Teaching to the Test (duex)

April 7, 2009

Arrrggh

Yes, He is at it again.  Always with the refining, molding, squeezing, breaking.  At least I can see it now.  A few years ago I would not have recognized His hand in my life.   Knowing what is happening sure makes it easier to face the trials that come my way.


Joy, the Bedrock State

March 27, 2009

If I am filled and being filled by the joy of the Lord, why am I not rushing around laughing and singing…”walking and leaping and praising God.”  Even on days when I feel like I am nearing a state of joyfulness, it does not feel very satisfying.  Why is this?  I think this joy is not an emotion, it is a state of being.  Or maybe it is a phase like the phases of matter.  Gas, liquid, solid and joyful.  Yes.  So, why do our emotions seem so much more powerful and urgent than this joy the Lord has promised us?

I went for a walk (on a winters day) and as I walked, somehow, I got a piece of gravel in my shoe.  It was very small but irritating.  I had to stop, take off my shoe and shake out rock before I could continue.  Later in my walk I crossed a hillside of rocky debris.  Most of these rocks where small enough that I could pick them up and heave them to the side if I wanted to.  Walking over them was uncomfortable; I hurt my ankle and stubbed my toe before I was through.  I rested a minute and continued on, coming to a stream filled with boulders.  I could see the trail on the other side, but I would have to hop from boulder to boulder to get there.  I took a leap to the first boulder.  I made it, but when I tried to stand it started to rock.  I jumped quickly for the next boulder, which did the same thing.  All the way across the stream these boulders, some of them bigger than me, teetered and tottered as I tried to balance on them.  Finally I was across.  I found myself standing on bare granite.  The trail faded into the expanse of unmarked bedrock.  I was able to relax.  The rock was stable.  I could move with confidence while I was on it.  After a few minutes I really stopped noticing the trail completely.  I was able to look around and enjoy the scenery that I had missed while I was making my way across all those little rocks.

Maybe I have spent so much of my life trying to balance on emotional boulders that standing on bedrock feels a little funny.


Joy, Always Present.

March 27, 2009

One of my friends very consistently reminds me of the Joy of the Lord.  I have written of the emotional ups and downs of this time.  I have struggled to find a stable position.  Yesterday morning an old song was running through my head.  “Joy is the flag that is flown from the castle of my heart…for the King is in residence there.”   As I went through my day, it ran through the back of my head.
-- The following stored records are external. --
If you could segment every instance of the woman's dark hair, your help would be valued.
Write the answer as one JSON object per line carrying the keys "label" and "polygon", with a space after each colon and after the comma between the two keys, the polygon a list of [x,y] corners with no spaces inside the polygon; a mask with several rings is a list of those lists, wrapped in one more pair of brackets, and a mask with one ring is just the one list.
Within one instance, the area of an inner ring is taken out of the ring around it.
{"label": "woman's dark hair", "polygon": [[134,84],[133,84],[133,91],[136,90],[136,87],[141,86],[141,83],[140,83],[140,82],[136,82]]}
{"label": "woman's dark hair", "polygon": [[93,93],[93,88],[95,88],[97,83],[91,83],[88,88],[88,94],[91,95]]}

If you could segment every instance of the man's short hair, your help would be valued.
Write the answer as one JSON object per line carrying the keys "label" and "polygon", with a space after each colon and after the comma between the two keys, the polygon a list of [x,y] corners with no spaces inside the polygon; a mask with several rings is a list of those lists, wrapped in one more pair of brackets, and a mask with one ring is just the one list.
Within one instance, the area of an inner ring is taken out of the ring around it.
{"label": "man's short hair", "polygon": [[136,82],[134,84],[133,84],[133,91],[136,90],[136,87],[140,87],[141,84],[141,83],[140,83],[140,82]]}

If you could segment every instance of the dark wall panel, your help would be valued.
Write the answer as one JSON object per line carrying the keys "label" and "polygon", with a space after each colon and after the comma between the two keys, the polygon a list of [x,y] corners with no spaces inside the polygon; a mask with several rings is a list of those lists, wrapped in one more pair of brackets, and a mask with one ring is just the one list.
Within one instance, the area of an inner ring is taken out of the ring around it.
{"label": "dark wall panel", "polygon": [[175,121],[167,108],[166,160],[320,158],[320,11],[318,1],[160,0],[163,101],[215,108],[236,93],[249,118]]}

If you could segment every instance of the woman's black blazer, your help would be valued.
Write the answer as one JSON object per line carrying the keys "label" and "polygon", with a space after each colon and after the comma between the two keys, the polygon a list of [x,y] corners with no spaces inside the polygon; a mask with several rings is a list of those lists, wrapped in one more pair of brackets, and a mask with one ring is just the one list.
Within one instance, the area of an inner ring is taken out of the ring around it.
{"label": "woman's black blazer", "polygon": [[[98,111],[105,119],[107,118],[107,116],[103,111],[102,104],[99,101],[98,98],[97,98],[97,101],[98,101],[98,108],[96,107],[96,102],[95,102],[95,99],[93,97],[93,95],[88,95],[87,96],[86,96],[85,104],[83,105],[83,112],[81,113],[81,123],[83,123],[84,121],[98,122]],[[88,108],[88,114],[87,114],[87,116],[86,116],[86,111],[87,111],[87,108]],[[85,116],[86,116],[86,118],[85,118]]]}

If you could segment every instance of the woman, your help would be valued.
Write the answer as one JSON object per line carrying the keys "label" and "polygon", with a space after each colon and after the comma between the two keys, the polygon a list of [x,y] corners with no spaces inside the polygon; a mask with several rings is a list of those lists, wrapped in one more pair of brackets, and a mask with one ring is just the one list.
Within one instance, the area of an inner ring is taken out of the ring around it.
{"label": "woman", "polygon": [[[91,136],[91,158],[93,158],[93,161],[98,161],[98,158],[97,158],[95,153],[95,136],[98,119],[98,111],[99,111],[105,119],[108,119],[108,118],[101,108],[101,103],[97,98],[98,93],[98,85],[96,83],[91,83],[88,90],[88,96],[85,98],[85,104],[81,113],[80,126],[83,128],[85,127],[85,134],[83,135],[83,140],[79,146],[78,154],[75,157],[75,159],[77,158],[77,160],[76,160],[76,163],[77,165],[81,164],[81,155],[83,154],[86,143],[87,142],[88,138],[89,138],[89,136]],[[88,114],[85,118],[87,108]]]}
We are promised joy. We are told to rejoice.  His joy is in us.  Why don’t I always see/know it?  The castle in the song helps me to answer that question.  When you are far from the castle,  the flag is easy to see, it flies from the highest pinnacle, a promise of what is present there.  As you travel towards the castle, getting closer to the heart of things, you may travel through forests that only give you an occasional glimpse of the castle.  At some point you come out of the forest into open farmland, your goal is there in front of you, the way seems clear.  Even so, as you walk, you pass through villages and towns where your view is blocked by houses and tall buildings.  In fact, the closer you get the harder it is to see the flag.  And when you get right up to the castle walls, you may not be able to see the flag at all.  You will not see the flag again until you come the the gate and pass through the portcullis into the inner courtyard, and there far above you is the flag.

I know this is all very Bunyanesque.  It is a journey though.  It was so much easier as a younger man to say, I want to be a man after God’s heart.  The goal was far away and easy to see.  I could wander in just about any direction and still see it, still have my face pointed towards it.  Now the route is more circuitous, progress seems slower, and although others tell me I am getting closer, it is harder to see.

I want to live in the castle at the heart of things.  My heart His heart, His heart my heart.  I know it is nearby.  I….just…have…to….keep…..moving…..forward.